There the kids are the protagonists of the war as victimizers as they are the victims. Just in the last three months, eight children have arrived to the hospital injured by bullets. Half of them have died. This statistic sums up the most worrying statistics on the violence. Last year, 403 people were murdered in Buenaventura, which elevated the murder rate to 130 people every 100,000, the highest in the country. This year, Legal Medicine already registers 184 violent deaths, with 73 murders just in the month of April, four of which were done by dismembering [the victims].
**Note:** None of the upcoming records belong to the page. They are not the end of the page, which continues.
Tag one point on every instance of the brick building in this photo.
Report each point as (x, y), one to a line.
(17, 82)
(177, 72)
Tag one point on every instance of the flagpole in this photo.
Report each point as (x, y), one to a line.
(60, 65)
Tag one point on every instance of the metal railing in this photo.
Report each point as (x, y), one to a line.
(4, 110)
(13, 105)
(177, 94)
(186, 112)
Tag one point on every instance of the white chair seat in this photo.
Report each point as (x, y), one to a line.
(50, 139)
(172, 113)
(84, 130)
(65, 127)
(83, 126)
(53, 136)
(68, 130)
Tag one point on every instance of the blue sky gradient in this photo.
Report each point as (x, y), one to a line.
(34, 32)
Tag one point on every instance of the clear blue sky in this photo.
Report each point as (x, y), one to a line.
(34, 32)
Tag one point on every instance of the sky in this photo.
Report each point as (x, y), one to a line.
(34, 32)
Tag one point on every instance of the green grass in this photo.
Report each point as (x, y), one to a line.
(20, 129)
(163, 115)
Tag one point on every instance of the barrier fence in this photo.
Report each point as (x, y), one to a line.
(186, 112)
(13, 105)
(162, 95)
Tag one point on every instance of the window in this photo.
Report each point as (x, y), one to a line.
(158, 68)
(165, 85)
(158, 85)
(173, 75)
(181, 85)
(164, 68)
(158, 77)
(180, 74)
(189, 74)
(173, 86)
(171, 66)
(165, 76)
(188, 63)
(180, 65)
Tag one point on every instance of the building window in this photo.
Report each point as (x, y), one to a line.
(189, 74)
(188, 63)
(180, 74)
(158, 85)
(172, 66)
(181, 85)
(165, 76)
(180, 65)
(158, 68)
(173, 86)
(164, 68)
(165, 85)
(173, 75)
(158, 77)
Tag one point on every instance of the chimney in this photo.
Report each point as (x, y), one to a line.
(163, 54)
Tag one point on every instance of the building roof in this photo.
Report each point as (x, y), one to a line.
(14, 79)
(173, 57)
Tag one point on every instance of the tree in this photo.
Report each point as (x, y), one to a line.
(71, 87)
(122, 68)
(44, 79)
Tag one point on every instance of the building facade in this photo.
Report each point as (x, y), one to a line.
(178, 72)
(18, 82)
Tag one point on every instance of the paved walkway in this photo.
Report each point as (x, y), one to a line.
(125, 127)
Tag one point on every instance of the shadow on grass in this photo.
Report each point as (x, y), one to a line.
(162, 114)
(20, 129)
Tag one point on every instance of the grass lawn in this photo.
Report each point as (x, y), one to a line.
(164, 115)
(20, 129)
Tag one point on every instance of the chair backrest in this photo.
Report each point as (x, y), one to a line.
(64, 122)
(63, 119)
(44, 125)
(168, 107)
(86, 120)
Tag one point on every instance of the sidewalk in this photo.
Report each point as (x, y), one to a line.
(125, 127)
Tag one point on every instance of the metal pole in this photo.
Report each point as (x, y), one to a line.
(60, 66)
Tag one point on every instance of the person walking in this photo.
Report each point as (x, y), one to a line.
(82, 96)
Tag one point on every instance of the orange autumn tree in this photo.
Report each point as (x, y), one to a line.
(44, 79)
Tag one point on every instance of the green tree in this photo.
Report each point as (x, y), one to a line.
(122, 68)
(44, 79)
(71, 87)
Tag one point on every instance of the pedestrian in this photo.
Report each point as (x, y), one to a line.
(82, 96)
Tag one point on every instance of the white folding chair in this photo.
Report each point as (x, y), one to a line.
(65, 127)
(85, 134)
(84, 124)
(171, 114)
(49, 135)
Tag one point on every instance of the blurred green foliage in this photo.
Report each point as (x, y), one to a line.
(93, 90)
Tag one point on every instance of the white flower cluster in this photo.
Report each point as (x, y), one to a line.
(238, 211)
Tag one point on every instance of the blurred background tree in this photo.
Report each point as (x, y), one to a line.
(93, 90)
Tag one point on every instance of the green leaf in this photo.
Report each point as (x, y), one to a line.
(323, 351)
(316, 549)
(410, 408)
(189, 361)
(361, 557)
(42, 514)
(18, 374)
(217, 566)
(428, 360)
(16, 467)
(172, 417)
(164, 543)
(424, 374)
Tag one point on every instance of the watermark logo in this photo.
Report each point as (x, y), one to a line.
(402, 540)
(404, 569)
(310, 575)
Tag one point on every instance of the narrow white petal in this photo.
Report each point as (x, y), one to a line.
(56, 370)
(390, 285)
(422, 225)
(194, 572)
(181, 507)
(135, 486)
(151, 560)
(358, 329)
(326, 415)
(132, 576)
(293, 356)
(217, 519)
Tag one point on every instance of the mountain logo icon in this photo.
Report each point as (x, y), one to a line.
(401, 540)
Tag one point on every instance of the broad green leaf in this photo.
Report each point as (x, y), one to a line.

The employers of the Port are looking desperately for the violence in the city to disappear. They are worried by the stigma in a zone where millions of investments exist and, [worried] because the violence, [where] the poorest barrios can be turned into commercial zones. Just last Friday, a small bomb seemed to announce that the war is moving towards the center of Buenaventura. This was the twenty-first attack with explosives in what goes without stopping this year.
The worst thing for the humble barrios of the Port is that the presence of the state is limited to neutralizing the stigma of the city. [And] that the "solutions" do not take into consideration the narco-trafficking, which is the root of the problem, and cannot alleviate the misery in which the inhabitants live in his place where the bullets silence the sea.